ACIL Allen consultancy group says that selling Western Power's poles and wires would be the quickest way for the Government to reduce its debt through electricity assets.

The analysts say there will always be a need for poles and wires, so it is unlikely that their value will drop when increasing numbers install rooftop solar panels.

They say generation assets like power stations will be more likely to fall in value.

The Clean Energy Council’s figures show over 190,000 Perth households have rooftop solar systems, with the suburb of Mandurah ranked as the second-highest solar postcode in the country.

On January 5, the state’s hottest day of 2015, rooftop solar reduced WA’s peak demand on the South-West Interconnected System by 187 megawatts.

While Western Power's business has not been hurt by the rise of rooftop solar, analysts say there is a risk to the value of its grid assets from mainstream adoption of solar battery storage technology.

With both Synergy and gas retailer Alinta recently indicating their intention to enter the battery storage market, it is possible that Western Power’s transmission and distribution assets will become stranded, underutilised and surplus to requirement.

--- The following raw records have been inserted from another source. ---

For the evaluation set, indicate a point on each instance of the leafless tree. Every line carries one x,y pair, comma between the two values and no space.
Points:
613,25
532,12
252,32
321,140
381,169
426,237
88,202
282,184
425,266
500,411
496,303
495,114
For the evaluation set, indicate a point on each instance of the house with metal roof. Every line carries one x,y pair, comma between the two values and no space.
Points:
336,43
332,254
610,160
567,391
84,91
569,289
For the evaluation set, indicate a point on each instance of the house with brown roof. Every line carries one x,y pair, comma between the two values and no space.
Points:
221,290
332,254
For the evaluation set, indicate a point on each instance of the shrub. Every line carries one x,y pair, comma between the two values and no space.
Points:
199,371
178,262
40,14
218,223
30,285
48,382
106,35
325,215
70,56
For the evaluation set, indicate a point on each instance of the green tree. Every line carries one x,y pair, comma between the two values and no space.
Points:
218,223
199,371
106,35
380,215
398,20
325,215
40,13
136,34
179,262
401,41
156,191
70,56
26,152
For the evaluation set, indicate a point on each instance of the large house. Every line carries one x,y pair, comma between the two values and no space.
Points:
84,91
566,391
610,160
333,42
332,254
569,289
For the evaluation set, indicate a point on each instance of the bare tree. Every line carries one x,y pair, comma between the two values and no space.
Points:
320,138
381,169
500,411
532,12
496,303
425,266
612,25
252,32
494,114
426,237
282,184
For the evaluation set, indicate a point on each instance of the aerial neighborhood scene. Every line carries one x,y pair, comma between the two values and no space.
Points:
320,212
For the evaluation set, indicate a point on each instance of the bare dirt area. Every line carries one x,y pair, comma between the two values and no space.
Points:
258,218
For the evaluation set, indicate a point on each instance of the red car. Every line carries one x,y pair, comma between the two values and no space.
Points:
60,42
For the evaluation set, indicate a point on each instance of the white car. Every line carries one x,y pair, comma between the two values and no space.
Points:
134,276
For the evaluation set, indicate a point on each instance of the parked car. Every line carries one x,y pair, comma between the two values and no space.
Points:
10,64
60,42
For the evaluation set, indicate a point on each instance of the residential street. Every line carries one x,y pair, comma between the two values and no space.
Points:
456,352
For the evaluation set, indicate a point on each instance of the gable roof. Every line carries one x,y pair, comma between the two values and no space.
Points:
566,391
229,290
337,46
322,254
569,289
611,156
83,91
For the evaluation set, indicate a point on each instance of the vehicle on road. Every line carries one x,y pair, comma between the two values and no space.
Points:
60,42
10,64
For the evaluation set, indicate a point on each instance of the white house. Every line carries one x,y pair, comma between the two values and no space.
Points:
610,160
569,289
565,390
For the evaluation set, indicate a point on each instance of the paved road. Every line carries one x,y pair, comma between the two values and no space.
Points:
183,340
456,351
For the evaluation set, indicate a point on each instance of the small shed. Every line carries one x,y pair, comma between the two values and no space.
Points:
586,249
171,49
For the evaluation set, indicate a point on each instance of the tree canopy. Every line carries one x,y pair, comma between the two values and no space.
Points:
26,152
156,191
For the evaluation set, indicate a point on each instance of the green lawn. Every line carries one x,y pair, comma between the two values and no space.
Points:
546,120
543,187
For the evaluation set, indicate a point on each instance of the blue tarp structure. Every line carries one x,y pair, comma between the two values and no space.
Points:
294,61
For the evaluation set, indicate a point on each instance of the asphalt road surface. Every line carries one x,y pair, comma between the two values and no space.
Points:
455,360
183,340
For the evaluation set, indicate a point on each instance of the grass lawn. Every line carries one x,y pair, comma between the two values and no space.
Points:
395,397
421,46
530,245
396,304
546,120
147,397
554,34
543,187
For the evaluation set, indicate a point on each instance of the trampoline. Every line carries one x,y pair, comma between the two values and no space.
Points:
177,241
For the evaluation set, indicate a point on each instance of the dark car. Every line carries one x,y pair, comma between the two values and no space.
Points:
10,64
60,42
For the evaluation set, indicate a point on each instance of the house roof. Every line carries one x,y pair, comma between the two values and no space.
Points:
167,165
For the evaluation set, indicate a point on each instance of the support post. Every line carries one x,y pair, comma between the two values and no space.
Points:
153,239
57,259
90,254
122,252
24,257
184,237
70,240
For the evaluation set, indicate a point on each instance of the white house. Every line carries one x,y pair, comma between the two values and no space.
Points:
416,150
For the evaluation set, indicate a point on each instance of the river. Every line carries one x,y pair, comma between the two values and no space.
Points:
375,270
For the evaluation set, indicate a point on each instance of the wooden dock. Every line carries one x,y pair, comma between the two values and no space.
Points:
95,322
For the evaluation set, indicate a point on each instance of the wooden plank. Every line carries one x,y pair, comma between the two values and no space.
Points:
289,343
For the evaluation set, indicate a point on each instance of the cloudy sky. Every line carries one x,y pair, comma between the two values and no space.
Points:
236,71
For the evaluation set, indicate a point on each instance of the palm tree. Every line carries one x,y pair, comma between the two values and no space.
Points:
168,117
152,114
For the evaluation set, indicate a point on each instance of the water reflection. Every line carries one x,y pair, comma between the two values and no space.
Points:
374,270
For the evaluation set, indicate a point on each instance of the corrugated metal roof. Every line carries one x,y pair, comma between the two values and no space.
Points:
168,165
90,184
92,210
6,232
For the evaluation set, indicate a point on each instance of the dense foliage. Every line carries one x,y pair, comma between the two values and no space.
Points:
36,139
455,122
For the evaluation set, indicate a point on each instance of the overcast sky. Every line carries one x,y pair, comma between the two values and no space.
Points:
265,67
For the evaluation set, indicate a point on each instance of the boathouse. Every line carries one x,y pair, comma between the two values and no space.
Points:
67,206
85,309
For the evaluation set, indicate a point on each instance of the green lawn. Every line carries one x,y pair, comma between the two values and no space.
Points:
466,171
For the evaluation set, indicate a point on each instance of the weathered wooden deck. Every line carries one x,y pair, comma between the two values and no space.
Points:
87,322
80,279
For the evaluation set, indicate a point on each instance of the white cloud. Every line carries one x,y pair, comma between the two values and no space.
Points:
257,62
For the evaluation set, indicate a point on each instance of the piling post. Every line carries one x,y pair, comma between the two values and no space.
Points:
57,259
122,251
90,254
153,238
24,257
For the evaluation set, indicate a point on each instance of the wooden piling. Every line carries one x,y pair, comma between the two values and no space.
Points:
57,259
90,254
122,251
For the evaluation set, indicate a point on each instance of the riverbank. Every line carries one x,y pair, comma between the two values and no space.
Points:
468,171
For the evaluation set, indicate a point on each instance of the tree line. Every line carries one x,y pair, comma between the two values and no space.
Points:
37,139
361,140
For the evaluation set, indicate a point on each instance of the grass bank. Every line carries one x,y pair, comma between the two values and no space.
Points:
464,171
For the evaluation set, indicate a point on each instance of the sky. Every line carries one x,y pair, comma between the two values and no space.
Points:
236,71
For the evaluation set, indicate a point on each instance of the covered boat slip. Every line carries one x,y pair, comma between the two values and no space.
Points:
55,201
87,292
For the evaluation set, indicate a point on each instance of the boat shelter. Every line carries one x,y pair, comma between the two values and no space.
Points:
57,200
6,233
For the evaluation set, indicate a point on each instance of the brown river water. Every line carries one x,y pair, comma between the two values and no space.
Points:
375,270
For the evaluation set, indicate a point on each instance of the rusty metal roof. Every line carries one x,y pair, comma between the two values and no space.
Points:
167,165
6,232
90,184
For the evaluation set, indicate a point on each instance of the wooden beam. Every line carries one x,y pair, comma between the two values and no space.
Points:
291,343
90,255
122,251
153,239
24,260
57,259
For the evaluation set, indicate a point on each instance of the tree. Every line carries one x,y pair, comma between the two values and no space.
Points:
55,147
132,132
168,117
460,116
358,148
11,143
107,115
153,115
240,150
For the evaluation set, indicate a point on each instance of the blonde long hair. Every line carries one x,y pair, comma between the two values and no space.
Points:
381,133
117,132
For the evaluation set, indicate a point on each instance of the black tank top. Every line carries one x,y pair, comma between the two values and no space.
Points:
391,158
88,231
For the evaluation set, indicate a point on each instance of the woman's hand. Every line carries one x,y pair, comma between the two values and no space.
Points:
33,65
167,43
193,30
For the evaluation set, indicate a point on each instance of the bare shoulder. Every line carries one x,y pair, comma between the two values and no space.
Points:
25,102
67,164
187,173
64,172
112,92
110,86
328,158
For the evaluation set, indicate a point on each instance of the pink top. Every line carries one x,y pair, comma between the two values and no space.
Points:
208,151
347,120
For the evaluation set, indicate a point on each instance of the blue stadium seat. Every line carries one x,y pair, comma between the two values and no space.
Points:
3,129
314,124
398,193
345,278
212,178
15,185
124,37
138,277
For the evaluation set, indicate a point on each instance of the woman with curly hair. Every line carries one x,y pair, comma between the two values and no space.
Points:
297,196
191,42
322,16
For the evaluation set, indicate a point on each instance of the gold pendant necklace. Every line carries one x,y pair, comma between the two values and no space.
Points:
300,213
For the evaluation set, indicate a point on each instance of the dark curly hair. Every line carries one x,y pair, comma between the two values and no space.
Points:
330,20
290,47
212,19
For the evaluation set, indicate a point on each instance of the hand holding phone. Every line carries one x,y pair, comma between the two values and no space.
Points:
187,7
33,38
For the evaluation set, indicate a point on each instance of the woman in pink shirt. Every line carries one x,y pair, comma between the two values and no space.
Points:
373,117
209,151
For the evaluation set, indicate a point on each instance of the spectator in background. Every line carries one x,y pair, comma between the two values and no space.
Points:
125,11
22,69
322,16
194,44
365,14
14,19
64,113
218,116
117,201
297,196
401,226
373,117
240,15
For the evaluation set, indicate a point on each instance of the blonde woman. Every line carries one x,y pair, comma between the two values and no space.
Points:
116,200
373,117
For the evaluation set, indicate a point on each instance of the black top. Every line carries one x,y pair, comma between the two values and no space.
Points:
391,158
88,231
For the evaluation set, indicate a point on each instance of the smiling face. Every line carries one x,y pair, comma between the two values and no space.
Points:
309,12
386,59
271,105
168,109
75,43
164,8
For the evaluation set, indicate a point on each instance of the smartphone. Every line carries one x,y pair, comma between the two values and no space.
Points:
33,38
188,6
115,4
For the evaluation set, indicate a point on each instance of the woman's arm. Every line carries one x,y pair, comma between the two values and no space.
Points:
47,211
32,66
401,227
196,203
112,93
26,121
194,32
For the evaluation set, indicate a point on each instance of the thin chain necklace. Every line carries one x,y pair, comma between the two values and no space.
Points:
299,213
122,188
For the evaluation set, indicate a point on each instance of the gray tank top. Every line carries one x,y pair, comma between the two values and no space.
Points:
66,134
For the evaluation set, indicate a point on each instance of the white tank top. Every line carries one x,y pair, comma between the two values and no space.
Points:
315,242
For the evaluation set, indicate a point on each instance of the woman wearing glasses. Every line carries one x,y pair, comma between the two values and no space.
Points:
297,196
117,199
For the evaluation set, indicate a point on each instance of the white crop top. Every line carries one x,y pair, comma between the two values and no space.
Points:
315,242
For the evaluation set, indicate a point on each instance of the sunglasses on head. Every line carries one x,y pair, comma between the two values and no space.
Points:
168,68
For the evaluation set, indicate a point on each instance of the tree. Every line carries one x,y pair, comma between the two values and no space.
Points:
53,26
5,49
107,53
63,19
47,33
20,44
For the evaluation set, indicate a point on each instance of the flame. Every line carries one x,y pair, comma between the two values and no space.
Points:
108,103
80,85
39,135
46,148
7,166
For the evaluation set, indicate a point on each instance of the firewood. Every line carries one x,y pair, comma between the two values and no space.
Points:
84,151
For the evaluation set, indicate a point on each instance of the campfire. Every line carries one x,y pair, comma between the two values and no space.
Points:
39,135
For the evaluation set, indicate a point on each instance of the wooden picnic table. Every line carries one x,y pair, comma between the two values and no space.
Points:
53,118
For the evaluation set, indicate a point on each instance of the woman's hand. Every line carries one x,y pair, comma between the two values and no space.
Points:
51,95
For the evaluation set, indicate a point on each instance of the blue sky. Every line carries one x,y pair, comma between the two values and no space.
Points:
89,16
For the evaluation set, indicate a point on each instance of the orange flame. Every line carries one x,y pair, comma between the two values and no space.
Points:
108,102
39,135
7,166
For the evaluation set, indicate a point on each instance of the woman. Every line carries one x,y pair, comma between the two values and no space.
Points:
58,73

The poles and wires have been valued at between $12.7 billion and $15 billion by Infrastructure Partnerships Australia, and could bring in between $827 million and $1.2 billion in Federal Government funding for other infrastructure projects if they were sold via the asset recycling program.

With a deficit of $3.1 billion on track to explode to $31 billion this financial year, the WA Government has been under pressure to sell assets, though Premier Colin Barnett has repeatedly stated selling pole and wires was not an option.